Markgraf v. Welker
2015 ND 303
| N.D. | 2015Background
- Plaintiffs Markgraf and Shanahan (descendants of Kathryn Nelson) sued Welker and Ostrem to quiet title to mineral interests conveyed in a 1965 grant deed to "Arnold Hannah, Trustee," alleging W.J. Hannah intended a family trust (resulting or constructive) with Arnold holding title for beneficiaries.
- Plaintiffs offered documents (deeds, letters, check register, leases) and affidavits showing Arnold managed the property, accounted for income/expenses, and made disbursements to family members.
- Defendants moved for summary judgment arguing the 1965 deed conveyed title to Arnold individually ("Trustee" surplusage under N.D.C.C. § 47-09-12), the trust claim fails, and the quiet title claim is time-barred by the 20-year statute.
- Plaintiffs cross-moved for summary judgment asserting clear and convincing evidence created an implied (resulting) trust when the deed was executed.
- The district court denied defendants’ evidentiary challenges, found the documentary statements admissible as evidence of intent (not hearsay), concluded a resulting trust existed, and granted plaintiffs’ summary judgment.
- The Supreme Court reversed and remanded, holding summary judgment was inappropriate because material factual inferences conflicted and the court improperly resolved credibility/inferences at summary judgment; evidentiary rulings were affirmed but issues of trust creation and statute of limitations require further factfinding.
Issues
| Issue | Plaintiff's Argument | Defendant's Argument | Held |
|---|---|---|---|
| Admissibility of documentary evidence/affidavits | Documents and letters show outward manifestations of intent to create a trust and are admissible (not offered for truth but to show intent). | Many exhibits are inadmissible hearsay and lack foundation; attorney affidavit insufficient foundation. | Court correctly refused to strike: documents characterized as non-hearsay verbal acts and supplemented foundation via plaintiff's supplemental affidavit and interrogatory responses. |
| Existence of implied trust (resulting or constructive) | The 1965 deed to "Arnold Hannah, Trustee" and Arnold’s subsequent conduct (accounting, disbursements, leases signed "Trustee") show intent to create a resulting trust by clear and convincing evidence. | Deed unambiguously conveyed title to Arnold individually; letters by Arnold state "no trust" and show family agreed he could keep minerals as compensation; evidence is inconsistent and requires credibility determinations. | Reversed: summary judgment for plaintiffs was improper because reasonable, conflicting inferences exist; implied trust is a factual question requiring trial. |
| Whether trust was repudiated (statute of limitations) | Trustee possession is possession of beneficiaries; statute of limitations does not bar the action unless the trust was repudiated. | If Arnold and siblings agreed before 1985 that Arnold would keep minerals, that repudiation would start the 20-year limitations period. | Not decided on summary judgment.

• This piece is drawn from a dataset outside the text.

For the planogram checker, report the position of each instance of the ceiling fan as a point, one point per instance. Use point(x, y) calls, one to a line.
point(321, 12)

Applicability of N.D.C.C. § 28-01-04 depends on whether an implied trust existed and whether it was repudiated; remanded for factual resolution. |
| Appropriateness of summary judgment | Plaintiffs: undisputed record establishes trust; judgment correct. | Defendants: disputes in record require weighing and credibility; summary judgment improper. | Court: summary judgment inappropriate where material credibility/inference issues exist; remand for further proceedings or trial on the stipulated record. |
Key Cases Cited
- Hamilton v. Woll, 823 N.W.2d 754 (N.D. 2012) (standard of review and limits on summary judgment).
- McColl Farms, LLC v. Pflaum, 837 N.W.2d 359 (N.D. 2013) (affidavits must show personal knowledge and admissible facts for summary judgment).
- Moen v. Thomas, 627 N.W.2d 146 (N.D. 2001) (statements showing parties’ words/acts are verbal acts, not hearsay, when offered to prove those words were spoken).
- Spagnolia v. Monasky, 660 N.W.2d 223 (N.D. 2003) (distinguishing resulting and constructive trusts; resulting trust based on outward manifestations of intent).
- McGhee v. Mergenthal, 735 N.W.2d 867 (N.D. 2007) (implied trust must be proved by clear and convincing evidence).
- Schroeder v. Buchholz, 622 N.W.2d 202 (N.D. 2001) (elements of constructive trust: unjust enrichment and confidential relationship).
- James v. Griffin, 626 N.W.2d 704 (N.D. 2001) (application of the 20-year limitations provision to quiet title claims).